# Listening position



## loupy31 (Apr 26, 2006)

Hi All,
I am not one to post alot, I try to sort the problems out on my own, But one problem I just cant solve.
I have a small HT, I have added acoustic foam in various place which has lifted the listening experiance. Ok now to the problem.......
When I sit on the couch and lean forward, the sound is well balanced and 3D, when I lean back in my couch, the 3D image seems to colapes into 2D and the main L & R speakers become more of a point source .
Have tried the usual suspects, move couch forward, toe in/out on the mains, move the mains ,
but cant seem to get rid of the problem.
It seem like the mid bass drops and leaves only the low bass and hi mids and up,
I am not sure what else to try, BTW, my speakers are DIY but this problem has been there with several different speakers over the years.

Peter


----------



## tonyvdb (Sep 5, 2007)

The dimensions of the room can play a big part in this have you moved the speakers forward and at least 2ft away from the side wall?


----------



## mattw (Oct 1, 2009)

Generally the ideal listening position would entail 1) speakers placed ideally in room (recommended distance from front and side walls, as well as from each other) and 2) sitting in an equilateral triangle from speakers 38% from either the front or back wall. Also firing long-ways into a room is preferred over firing short-ways across the room, but from my experience this isn't always possible in your standard living room setup.

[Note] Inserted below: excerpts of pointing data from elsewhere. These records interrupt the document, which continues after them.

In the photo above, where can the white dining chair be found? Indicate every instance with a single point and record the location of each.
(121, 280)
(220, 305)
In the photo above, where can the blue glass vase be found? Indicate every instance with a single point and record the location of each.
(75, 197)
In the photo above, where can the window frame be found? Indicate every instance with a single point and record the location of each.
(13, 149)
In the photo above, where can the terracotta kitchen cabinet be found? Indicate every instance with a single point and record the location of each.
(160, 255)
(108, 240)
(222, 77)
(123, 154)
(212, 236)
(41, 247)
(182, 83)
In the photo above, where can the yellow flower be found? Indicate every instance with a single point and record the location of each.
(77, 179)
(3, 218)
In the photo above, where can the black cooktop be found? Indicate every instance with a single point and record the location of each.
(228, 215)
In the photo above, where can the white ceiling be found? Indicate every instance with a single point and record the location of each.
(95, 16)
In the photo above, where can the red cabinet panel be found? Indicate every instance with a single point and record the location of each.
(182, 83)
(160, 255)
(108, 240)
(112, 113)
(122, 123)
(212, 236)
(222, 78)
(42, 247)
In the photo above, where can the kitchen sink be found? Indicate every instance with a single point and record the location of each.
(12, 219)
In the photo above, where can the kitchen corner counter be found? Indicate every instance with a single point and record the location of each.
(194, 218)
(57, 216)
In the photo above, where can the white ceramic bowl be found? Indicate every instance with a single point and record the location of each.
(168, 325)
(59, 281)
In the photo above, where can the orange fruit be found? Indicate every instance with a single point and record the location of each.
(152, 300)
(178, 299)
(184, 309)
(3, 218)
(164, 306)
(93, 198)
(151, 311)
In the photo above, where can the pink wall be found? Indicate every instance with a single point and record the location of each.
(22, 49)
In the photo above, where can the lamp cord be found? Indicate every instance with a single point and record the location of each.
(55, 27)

Realtraps has a "room setup" section of their website which was helpful in me getting my room situated right.


----------



## loupy31 (Apr 26, 2006)

Hi Guys,
Thanks for your replies. I have tried moving speakers, at the moment I would say the mains are prob just on 2 feet from the side wall, and about 3 feet from the front, sitting position is about 25% from rear wall. the sitting/speaker positions is not an equilateral triangle, its more 45 degrees.
with me sitting about 10 feet from the mains...............room is 14 x 10 x 8 feet


----------



## selden (Nov 15, 2009)

loupy31 said:


> When I sit on the couch and lean forward, the sound is well balanced and 3D, when I lean back in my couch, the 3D image seems to colapes into 2D and the main L & R speakers become more of a point source .
> Have tried the usual suspects, move couch forward


Are you saying that when you move the couch forward the best location is still in front of your new listening position?

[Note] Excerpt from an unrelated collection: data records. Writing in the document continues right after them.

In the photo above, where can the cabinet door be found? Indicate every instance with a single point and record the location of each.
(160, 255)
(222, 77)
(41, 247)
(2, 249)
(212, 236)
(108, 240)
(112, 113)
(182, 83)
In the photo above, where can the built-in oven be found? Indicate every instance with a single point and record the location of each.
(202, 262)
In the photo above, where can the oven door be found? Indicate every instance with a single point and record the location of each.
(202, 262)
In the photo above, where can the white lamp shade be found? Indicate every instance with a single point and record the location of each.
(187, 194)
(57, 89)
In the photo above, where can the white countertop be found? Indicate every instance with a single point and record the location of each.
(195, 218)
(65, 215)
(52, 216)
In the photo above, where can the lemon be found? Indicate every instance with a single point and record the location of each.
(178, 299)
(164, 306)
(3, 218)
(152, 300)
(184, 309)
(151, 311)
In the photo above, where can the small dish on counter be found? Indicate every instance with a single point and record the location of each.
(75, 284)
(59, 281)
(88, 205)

That suggests to me that the problem is the couch itself.


----------



## tiggers97 (May 13, 2008)

I've noticed the same thing with my listening position. The problem is probably your chair itself. I have a "love seat" couch in my theater room. Nice comfy and lots of cushion. Probably really bad for listening to music. Basically, it's acting like a big acoustic sponge. When you lean forward, your getting out of the acoustic trap that the couch creates and get more of the room acoustics.

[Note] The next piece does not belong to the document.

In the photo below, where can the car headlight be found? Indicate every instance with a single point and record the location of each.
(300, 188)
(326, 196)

The way I "fix" it is to take all the cushions for leaning on (not sitting ) and stack them behind where I would lean forward, or place the extras on the floor. That way I can lean back comfortably to listen and there is a lot less to absorb reflections and sonics directly behind my left and right shoulders. The sponge is still there, but it is an improvement.

The best option would be to get rid of the couch and replace with something else, but that's not really an option with the family in this theater house.


----------



## Prof. (Oct 20, 2006)

Any high back lounge, sofa or chair will have that effect...
Ideally there should be airspace above the neck..


----------